Ora, con la scelta di questa epigrafe Sciascia aveva l’intenzione esplicita di creare una evidente analogia tra il discorso di Somerset che rimprovera i suoi seguaci e una indiretta contestazione dei cittadini-lettori che, dopo avere letto il suo libro e dopo avere conosciuto nella sua interezza il problema complesso della mafia, preferiscono adagiarsi nella mera contemplazione dell’esistente, chiudere gli occhi davanti alla verità, continuare a vivere come se nulla fosse accaduto. Lo scrittore, figlio del “secolo educatore” ha fatto la sua parte: si è addentrato nei meandri segreti dell’organizzazione criminale, ne ha svelato gli intrecci innominabili, ha messo a fuoco la crudeltà e la disumanità dei gesti criminali. Spetta ora ai lettori essere capaci di seguire lo scrittore nel suo viaggio verso il senso della civiltà e del bene comune. Nessuno può tirarsi indietro, perché poi potrà essere oggetto di scherno, lui stesso, come “la civetta quando/di giorno appare”.
Questo passaggio contenuto in una delle prime opere di Sciascia può essere adottato come simbolo della coscienza, muta ed assente, dello scrittore, ormai da venticinque anni.
L’assenza venticinquennale di Sciascia non è stata colmata da nessuno. Non ci sono scrittori che possano arrogarsi il ruolo di epigoni dello scrittore racalmutese. Sciascia era ed è unico. Il suo ruolo nella complessa società contemporanea era duplice: di scrittore, ma soprattutto di fustigatore della corruzione, dell’immoralità, dello scarso senso civile.
La sua visione politica e sociale era pessimistica: la palma va al Nord. La mafia emigra verso il Nord, dove più cospicui sono gli affari e le possibilità di guadagni illeciti. I libri costituivano l’onda lunga del suo pensiero e della sua riflessione. Ma gli interventi polemici sui giornali o nelle interviste televisive comprendevano sempre un’analisi puntuale, argomentata, sottile di vari problemi sociali, politici, di costume, letterari.
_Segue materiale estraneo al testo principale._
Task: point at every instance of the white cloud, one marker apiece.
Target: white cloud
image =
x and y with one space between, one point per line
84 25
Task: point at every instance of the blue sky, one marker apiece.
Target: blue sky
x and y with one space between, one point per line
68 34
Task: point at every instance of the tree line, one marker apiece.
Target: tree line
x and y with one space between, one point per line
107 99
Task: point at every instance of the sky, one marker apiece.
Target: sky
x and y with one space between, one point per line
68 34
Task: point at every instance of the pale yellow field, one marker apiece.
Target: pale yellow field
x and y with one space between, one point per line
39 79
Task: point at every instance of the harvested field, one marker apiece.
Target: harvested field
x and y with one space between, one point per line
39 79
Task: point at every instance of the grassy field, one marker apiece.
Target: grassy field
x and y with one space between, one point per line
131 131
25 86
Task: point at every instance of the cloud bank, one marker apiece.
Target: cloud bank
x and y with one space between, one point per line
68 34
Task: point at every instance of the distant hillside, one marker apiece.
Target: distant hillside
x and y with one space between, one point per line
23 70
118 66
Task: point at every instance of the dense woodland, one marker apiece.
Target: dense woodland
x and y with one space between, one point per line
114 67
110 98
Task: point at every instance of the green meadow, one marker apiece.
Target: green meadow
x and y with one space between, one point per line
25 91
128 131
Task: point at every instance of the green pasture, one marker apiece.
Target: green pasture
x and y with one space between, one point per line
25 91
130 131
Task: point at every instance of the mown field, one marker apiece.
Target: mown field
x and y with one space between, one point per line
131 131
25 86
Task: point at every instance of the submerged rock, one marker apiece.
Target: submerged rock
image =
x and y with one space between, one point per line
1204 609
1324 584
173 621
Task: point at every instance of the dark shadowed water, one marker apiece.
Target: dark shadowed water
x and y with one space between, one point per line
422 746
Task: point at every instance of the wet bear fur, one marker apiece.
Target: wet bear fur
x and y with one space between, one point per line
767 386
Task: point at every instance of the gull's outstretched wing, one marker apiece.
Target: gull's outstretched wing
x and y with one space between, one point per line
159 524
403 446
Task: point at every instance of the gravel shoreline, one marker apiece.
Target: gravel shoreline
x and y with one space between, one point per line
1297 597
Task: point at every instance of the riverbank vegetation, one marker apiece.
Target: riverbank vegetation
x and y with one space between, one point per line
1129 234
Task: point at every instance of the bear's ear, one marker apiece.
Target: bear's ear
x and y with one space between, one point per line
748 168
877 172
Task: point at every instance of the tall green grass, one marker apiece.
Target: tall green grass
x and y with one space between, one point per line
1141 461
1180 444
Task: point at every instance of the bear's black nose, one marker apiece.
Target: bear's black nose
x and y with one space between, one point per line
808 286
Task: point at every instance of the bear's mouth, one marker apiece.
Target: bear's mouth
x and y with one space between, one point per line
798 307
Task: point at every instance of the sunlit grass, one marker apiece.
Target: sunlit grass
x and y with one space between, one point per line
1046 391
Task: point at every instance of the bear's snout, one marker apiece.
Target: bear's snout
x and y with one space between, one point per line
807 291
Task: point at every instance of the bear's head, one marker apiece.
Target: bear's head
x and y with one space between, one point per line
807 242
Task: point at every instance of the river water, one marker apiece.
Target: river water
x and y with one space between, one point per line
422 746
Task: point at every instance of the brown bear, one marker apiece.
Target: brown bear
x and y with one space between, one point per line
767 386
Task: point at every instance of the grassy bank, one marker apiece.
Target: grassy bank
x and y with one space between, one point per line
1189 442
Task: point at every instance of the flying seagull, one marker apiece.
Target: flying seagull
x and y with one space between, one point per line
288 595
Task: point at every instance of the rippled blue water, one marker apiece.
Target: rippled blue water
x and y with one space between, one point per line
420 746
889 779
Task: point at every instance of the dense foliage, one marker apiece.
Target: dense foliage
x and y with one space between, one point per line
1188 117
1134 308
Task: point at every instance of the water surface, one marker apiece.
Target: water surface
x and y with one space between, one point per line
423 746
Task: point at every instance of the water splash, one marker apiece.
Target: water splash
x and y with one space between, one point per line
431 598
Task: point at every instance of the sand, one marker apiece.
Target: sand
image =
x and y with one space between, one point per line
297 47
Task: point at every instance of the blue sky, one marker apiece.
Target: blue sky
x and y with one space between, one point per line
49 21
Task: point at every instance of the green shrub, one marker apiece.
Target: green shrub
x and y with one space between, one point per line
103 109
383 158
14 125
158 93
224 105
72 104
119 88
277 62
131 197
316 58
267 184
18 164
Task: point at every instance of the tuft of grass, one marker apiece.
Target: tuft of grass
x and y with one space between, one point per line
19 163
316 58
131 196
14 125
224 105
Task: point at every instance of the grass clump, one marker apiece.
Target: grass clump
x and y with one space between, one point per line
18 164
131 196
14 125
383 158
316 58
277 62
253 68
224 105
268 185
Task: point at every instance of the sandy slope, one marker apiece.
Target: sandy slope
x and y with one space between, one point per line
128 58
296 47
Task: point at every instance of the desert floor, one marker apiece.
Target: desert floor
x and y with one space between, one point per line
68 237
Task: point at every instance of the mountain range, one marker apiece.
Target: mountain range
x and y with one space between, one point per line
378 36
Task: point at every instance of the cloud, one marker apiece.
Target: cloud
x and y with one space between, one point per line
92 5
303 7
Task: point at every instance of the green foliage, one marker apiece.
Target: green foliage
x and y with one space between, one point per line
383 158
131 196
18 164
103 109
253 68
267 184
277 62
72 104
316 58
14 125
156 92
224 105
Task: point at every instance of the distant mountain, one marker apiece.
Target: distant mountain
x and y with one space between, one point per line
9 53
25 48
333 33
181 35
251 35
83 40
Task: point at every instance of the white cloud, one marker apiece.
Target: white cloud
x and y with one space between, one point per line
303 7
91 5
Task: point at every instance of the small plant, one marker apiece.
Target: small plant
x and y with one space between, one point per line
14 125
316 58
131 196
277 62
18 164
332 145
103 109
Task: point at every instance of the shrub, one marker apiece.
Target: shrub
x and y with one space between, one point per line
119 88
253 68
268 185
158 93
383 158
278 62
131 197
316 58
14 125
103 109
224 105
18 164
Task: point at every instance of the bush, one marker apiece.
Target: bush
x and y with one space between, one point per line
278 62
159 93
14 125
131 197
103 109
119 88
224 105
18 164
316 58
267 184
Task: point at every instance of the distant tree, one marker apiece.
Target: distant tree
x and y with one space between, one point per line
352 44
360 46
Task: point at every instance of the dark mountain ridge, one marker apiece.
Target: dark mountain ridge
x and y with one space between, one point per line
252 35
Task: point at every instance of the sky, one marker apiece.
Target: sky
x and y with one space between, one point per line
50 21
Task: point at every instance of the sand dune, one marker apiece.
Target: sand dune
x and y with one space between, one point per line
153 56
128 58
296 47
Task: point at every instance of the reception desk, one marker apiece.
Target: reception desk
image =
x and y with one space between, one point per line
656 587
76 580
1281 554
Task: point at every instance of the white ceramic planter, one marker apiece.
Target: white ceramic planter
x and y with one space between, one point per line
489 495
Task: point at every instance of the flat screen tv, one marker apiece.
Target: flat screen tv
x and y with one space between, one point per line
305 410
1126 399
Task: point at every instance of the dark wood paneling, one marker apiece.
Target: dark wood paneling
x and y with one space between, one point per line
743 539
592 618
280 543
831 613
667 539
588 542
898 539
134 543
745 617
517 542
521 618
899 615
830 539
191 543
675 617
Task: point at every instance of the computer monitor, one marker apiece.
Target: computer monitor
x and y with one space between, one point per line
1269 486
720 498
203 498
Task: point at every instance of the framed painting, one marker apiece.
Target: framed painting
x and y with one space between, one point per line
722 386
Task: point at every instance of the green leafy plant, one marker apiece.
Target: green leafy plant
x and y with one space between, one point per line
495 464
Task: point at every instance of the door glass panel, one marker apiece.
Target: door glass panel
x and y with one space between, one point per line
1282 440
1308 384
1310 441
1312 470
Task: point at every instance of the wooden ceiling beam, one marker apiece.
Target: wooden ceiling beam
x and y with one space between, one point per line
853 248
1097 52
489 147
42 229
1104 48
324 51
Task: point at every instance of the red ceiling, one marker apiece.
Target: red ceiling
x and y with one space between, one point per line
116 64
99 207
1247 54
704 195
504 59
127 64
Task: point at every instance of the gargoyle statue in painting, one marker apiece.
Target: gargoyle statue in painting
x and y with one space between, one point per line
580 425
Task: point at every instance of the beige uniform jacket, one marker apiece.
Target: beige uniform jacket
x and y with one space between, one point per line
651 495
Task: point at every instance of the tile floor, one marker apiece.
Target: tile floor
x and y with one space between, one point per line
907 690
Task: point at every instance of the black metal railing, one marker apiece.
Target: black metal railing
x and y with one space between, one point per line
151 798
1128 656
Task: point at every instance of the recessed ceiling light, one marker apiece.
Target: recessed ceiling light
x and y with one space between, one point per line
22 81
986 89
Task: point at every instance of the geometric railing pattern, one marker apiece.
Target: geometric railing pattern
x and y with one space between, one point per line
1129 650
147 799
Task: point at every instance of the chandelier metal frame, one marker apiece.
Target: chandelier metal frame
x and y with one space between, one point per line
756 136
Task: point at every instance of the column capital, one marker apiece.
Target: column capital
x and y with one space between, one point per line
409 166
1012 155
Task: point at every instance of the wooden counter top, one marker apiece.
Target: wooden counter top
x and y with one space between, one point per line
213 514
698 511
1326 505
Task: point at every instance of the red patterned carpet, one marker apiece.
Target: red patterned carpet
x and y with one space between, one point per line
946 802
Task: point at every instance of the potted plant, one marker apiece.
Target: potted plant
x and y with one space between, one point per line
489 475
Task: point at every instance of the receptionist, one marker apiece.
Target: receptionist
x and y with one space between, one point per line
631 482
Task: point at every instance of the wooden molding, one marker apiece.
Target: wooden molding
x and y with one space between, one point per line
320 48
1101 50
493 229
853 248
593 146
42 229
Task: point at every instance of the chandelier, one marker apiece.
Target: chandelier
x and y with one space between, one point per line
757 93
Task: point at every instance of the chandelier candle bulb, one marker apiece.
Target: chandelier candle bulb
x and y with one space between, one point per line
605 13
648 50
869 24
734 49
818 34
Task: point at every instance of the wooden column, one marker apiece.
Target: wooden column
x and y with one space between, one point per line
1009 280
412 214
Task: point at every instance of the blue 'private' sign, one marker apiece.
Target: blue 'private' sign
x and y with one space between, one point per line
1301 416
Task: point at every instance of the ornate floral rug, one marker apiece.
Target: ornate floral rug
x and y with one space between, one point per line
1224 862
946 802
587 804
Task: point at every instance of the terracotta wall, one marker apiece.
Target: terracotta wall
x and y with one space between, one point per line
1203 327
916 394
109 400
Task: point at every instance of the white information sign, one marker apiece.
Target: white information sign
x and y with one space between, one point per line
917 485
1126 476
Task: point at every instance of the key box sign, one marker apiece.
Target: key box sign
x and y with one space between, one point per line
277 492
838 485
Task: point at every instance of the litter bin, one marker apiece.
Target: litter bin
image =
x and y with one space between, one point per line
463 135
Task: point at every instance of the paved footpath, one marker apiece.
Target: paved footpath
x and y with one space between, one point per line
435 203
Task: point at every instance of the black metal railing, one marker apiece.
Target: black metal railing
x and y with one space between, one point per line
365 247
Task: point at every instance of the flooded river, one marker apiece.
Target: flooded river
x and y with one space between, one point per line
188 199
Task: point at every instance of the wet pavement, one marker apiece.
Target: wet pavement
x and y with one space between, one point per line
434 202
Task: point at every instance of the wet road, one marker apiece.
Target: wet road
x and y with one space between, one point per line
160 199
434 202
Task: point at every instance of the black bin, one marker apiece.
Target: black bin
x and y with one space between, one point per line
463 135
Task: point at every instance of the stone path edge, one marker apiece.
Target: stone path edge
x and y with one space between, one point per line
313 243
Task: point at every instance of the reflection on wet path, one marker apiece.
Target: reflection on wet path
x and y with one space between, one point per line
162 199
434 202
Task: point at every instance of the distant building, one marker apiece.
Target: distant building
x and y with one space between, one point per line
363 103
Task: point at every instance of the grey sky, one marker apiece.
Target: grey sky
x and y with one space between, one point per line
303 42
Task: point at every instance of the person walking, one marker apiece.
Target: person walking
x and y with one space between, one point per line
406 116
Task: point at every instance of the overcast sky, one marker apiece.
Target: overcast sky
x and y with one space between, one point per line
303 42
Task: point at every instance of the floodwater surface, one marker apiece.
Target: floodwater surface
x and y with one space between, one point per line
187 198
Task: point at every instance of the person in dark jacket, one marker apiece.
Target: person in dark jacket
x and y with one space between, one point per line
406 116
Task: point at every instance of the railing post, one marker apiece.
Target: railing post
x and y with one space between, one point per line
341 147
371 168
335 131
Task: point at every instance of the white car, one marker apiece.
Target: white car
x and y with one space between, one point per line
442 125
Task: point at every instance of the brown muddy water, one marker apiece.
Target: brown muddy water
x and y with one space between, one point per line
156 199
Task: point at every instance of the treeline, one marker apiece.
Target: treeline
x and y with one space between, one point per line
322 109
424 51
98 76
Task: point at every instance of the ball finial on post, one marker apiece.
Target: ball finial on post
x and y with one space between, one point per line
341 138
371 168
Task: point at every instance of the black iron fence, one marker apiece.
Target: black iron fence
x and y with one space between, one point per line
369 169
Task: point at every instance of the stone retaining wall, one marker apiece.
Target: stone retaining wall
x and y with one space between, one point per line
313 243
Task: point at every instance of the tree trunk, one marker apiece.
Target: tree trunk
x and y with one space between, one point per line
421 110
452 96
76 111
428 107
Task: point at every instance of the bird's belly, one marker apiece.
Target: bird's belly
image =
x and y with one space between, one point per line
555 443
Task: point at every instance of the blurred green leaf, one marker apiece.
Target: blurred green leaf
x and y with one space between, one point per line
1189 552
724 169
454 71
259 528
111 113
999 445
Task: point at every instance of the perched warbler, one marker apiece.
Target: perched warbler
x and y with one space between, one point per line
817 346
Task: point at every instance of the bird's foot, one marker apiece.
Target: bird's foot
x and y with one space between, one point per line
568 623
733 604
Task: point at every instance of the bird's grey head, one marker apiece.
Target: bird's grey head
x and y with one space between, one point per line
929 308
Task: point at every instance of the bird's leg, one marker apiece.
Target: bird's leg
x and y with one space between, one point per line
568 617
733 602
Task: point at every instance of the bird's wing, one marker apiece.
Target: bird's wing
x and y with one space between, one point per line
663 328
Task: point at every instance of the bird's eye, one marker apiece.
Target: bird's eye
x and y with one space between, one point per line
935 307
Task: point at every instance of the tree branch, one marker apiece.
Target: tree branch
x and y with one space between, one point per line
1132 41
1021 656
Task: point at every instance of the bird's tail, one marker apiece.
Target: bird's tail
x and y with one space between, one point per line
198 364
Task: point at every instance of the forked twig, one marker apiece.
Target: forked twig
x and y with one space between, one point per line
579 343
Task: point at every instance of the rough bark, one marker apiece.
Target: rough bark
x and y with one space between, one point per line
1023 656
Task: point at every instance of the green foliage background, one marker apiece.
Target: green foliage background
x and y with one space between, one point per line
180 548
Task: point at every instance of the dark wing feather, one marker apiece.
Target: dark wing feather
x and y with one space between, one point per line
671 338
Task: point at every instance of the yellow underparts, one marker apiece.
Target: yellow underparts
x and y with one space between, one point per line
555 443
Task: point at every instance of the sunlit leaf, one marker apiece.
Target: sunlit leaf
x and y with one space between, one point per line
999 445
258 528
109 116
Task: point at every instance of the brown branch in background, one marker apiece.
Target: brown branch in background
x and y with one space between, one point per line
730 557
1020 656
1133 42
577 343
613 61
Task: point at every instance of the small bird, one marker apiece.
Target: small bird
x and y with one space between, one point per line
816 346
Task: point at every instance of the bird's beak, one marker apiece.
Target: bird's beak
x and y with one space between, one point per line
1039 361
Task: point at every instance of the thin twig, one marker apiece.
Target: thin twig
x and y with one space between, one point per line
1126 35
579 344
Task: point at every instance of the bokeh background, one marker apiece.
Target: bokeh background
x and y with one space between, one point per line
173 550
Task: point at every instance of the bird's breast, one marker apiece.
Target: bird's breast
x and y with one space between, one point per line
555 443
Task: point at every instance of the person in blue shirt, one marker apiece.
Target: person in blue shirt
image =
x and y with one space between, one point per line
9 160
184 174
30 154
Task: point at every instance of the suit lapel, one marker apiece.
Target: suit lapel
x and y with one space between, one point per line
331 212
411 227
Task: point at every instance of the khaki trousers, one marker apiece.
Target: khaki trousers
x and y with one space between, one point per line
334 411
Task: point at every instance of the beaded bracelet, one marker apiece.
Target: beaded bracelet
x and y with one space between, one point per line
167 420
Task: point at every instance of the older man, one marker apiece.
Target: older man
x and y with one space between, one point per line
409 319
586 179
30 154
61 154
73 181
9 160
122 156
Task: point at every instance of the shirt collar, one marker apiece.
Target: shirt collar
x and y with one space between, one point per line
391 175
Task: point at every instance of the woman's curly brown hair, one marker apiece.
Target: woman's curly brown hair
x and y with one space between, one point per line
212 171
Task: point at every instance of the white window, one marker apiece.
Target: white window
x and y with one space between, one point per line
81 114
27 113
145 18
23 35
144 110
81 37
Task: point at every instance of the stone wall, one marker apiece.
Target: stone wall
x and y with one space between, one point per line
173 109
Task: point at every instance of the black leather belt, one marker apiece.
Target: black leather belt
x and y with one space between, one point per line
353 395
Egli non si spendeva con superficialità e con improvvisazione: sembrava quasi che dietro il suo pensiero si celasse il ragionamento sottile, l’esprit de finesse, come se le parole scaturissero da una lunga sedimentazione culturale.
Questo era Leonardo Sciascia: aprire le menti all’acutezza e alla ponderazione; rivolgere lo sguardo sui particolari trascurati, per segnalarne la portata e l’importanza; percorrere i sentieri impervi della verità che spesso diventa ostica, ma poi dà “vital nutrimento”, come dice Dante; indicare i sentieri della bellezza letteraria ed artistica per auspicare che possano far crescere il mondo nel bene.
E per realizzare questi compiti civili era costretto diventare da “homme de lettre” “pesce volante”, secondo la famosa definizione volterriana dell’homme de lettre, che come pesce volante è oggetto di aggressione da parte degli uccelli, che non lo ritengono affine alla loro specie; d’altro canto anche i pesci rifiutano quel mostro e lo allontanano. Allora l’homme de lettre è inviso a tutti; unicamente perché dice la verità. La scomodità dell’intellettuale.
I nostri sono, invece, tempi di conformismo e di piaggeria. Non è gradita la voce fuori del coro; è meglio che il coro sia sempre compatto ed omogeneizzato. Sciascia non si è speso – per ragioni naturali – nell’esame critico di questi venticinque anni della sua assenza – dalla vita. Solo fuorvianti anacronie possono immaginare quello che lui avrebbe pensato del berlusconismo, dei talk show sulla politica, dei vari pollai mattutini e serali, durante i quali esponenti politici mediocri e disinformati agitano il terrorismo verbale e tenorile per coprire la voce degli avversari. Ormai, i responsabili della comunicazione politica non si rendono conto che sono pochi quelli che hanno la volontà ferrea e la pazienza di Giobbe per resistere fino in fondo. Anche il servizio pubblico dovrebbe fare a meno di proporre simili, indecorosi programmi di fantomatica informazione politica.
Sciascia – sicuramente – non li avrebbe seguiti!
Ce ne ricorderemo, di Leonardo Sciascia!